Reputation: 503
Im trying to first grab all the links from a page, when get the URL for the "next" button and keep looping until there are no more pages. Been trying to get a nested loop going to achieve that but for some reason BeautifulSoup does never parse the second page.. only the first one and then stops..
Hard to explain but here is the code should be easier to understand what i am trying to explain :)
#this site holds the first page that it should start looping on.. from this page i want to reach page 2, 3, etc.
webpage = urlopen('www.first-page-with-urls-and-next-button.com').read()
soup = BeautifulSoup(webpage)
for tag in soup.findAll('a', { "class" : "next" }):
print tag['href']
print "\n--------------------\n"
#next button is relative url so append it to main-url.com
soup = BeautifulSoup('http://www.main-url.com/'+ re.sub(r'\s', '', tag['href']))
#for some reason this variable only holds the tag['href']
print soup
for taggen in soup.findAll('a', { "class" : "homepage target-blank" }):
print tag['href']
# Read page found
sidan = urlopen(taggen['href']).read()
# get title
Titeln = re.findall(patFinderTitle, sidan)
print Titeln
Any ideas?

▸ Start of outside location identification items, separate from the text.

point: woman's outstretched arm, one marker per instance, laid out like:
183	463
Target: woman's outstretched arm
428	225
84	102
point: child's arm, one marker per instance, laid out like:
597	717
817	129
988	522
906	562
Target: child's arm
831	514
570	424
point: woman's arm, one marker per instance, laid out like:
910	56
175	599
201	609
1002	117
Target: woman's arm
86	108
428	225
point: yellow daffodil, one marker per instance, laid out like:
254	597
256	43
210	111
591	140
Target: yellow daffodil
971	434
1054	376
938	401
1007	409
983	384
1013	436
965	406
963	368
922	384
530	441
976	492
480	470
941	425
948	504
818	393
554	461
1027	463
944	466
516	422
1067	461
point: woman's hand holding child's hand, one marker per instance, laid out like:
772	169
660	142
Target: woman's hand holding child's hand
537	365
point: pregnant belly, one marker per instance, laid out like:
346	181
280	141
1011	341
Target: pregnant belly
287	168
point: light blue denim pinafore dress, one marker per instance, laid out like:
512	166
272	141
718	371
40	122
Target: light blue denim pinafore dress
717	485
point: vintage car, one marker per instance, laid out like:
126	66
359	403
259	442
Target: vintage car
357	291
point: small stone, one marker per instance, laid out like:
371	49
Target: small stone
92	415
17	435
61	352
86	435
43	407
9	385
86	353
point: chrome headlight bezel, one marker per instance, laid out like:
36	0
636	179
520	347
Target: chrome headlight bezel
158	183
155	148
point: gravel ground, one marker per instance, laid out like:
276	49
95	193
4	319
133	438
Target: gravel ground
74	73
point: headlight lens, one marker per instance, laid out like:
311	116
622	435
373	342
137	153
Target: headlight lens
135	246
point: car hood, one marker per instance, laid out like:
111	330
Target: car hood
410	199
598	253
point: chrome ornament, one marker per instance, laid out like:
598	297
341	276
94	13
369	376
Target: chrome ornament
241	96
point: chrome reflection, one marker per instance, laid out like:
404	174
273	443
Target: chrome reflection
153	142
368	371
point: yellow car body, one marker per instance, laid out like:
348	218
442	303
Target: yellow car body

So sorry for poor english, i hope i will not get hammered :) Please ask if i have explained it to poorly i will do my best to explain some more. Oh and i am new to Python - as of today (as you might have figured:)
Upvotes: 2
Views: 5345
Reputation: 413
For the line:
soup = BeautifulSoup('http://www.main-url.com/'+ re.sub(r'\s', '', tag['href']))
try:
webpage = urlopen('http://www.main-url.com/'+re.sub(r'\s','',tag['href'])).read()
soup = BeautifulSoup(webpage)
Upvotes: 0
Reputation: 311298
If you call urlopen
on the new url and pass the resulting file object to BeatifulSoup I think you'll be all set. That is:
wepage = urlopen(http://www.main-url.com/'+ re.sub(r'\s', '', tag['href']))
soup = BeautifulSoup(webpage)
Upvotes: 2